В рассказе Марты, каким бы диким он ни был, фальшь не чувствовалась.
И пусть их свидание (свидание ли?) было, мягко говоря, нестандартным, Даня испытывал потребность находиться рядом с ней. Прогнать ее кошмары.
Ну и, конечно, мысль о том, что она придет к нему в квартиру, его будоражила.
— Здесь я живу, — кивнул Даня на девятиэтажный панельный дом, но свернул в противоположную сторону. Автомобиль съехал с широкой проезжей части и покатился по неприметной, едва освещенной дорожке.
Марта плеснула глазами. Даня положил ладонь ей на предплечье:
— Оставлю машину в гараже. Это не займет больше пяти минут, и людей там всегда много.
Он ошибся.

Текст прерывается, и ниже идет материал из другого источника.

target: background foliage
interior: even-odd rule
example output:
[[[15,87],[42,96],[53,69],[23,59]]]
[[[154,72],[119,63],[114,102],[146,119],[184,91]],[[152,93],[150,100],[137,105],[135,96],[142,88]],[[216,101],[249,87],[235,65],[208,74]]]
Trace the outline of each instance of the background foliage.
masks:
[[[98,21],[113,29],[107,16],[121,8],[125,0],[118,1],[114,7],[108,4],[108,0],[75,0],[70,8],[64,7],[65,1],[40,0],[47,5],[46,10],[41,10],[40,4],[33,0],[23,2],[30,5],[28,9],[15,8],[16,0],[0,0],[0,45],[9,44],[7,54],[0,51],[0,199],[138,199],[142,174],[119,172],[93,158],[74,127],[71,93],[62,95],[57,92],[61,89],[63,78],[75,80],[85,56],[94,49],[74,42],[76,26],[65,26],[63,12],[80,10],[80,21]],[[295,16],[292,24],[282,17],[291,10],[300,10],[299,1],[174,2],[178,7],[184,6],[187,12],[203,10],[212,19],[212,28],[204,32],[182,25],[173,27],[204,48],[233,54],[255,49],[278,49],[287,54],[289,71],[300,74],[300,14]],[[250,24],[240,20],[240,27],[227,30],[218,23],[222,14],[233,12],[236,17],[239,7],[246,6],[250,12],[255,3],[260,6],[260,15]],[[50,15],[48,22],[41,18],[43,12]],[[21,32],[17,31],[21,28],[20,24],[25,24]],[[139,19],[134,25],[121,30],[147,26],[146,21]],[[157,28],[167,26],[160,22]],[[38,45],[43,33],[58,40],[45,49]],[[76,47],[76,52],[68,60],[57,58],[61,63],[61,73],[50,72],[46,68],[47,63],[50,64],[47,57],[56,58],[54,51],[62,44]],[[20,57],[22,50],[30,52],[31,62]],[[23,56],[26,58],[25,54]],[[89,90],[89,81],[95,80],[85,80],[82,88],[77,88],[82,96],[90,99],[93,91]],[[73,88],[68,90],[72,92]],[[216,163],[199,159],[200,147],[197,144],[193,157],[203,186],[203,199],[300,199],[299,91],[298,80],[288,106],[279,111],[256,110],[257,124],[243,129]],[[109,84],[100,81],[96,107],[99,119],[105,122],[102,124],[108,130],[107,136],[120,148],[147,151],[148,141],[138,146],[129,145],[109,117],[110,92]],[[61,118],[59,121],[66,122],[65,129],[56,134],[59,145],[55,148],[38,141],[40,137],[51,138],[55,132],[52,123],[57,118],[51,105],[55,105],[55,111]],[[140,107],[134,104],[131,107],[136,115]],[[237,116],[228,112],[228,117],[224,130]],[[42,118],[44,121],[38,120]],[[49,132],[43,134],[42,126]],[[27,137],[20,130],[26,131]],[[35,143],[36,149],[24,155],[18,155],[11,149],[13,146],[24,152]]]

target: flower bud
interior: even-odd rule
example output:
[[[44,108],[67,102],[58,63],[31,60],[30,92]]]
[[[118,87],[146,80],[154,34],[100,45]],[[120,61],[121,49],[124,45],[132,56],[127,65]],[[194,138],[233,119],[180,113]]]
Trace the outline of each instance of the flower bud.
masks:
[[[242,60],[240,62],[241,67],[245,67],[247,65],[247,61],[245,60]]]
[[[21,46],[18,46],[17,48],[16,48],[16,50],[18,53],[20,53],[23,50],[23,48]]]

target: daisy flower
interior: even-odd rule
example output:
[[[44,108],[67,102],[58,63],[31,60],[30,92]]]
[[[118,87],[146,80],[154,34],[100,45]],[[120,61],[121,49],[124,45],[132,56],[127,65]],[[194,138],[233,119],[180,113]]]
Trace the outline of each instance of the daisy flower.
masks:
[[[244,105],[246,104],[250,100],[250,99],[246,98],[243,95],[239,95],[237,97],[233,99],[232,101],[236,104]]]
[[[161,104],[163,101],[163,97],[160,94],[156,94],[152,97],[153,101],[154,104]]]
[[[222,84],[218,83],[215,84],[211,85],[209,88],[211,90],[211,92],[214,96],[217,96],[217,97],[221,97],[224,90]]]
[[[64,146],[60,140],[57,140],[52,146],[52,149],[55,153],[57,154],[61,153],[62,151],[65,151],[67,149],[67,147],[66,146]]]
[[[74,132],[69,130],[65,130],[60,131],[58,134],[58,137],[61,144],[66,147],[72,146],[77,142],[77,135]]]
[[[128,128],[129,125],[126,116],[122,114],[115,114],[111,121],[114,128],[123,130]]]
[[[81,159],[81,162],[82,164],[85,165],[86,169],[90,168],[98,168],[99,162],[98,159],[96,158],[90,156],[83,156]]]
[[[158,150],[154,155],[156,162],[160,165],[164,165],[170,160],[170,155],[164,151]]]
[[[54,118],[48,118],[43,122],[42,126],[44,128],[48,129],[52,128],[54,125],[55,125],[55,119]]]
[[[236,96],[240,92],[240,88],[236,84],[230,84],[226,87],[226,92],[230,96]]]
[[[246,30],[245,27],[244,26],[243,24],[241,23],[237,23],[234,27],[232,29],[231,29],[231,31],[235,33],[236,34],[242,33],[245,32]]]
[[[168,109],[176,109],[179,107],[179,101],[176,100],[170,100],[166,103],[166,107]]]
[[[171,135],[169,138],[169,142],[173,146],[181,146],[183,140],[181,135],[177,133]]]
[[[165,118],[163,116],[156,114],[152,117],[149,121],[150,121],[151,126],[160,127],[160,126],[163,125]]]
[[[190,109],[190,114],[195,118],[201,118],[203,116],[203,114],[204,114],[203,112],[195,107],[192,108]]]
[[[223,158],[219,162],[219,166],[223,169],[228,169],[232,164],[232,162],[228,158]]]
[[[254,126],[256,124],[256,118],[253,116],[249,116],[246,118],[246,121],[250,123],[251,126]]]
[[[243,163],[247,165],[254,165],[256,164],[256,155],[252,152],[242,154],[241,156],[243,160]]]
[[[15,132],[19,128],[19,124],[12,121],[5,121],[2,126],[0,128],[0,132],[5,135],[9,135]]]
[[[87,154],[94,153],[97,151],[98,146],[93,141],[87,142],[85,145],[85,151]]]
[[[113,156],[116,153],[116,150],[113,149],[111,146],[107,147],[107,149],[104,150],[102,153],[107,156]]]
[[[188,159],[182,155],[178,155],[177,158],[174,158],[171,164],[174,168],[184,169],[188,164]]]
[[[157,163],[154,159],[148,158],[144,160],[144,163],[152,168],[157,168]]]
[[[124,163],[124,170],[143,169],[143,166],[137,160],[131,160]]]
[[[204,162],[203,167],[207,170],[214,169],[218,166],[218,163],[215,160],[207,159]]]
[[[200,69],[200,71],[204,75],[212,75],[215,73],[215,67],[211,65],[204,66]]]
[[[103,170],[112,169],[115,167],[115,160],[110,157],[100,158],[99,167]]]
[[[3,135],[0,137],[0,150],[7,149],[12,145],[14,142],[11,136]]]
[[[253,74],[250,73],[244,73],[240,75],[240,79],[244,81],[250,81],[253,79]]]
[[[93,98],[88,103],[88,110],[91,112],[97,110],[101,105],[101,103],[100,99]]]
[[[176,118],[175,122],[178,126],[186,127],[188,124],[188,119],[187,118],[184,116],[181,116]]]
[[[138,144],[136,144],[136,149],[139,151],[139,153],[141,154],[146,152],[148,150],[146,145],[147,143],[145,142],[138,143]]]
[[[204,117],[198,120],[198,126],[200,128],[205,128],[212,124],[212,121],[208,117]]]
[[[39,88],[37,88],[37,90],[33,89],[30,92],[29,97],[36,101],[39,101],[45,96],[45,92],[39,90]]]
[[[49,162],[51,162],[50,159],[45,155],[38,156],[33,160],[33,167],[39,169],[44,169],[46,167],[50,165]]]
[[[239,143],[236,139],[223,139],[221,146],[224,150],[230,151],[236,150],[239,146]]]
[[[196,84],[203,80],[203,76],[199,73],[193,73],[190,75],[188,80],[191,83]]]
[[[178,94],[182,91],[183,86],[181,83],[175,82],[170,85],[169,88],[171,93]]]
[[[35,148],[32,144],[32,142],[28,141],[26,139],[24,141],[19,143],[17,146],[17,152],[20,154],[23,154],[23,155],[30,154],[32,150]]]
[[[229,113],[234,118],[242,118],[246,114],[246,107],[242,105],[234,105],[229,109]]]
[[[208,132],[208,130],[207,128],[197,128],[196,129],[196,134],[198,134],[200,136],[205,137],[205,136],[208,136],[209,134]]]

Сегодня вечером людей не было вовсе.
Гаражный кооператив походил на брошенный жителями город. «Шкода» ехала мимо наглухо запертых металлических ворот, молчаливых кирпичных конюшен.
«А куда делись пятничные автолюбители? — удивился Даня. — Мужички, выставляющие перед гаражами мангалы, подростки на мопедах, местные псы, в конце концов?»
Марта молча смотрела сквозь лобовое стекло, жевала губы.
Машина свернула в тупик и остановилась.
— Пять минут. — Даня подбадривающе улыбнулся.
Он вышел из автомобиля и принялся отпирать ворота. Поднявшийся ветер кружил по асфальту целлофановые пакеты, фантики и обрывки газет. Даня отбросил со лба взмокшую челку и понял, что нервничает.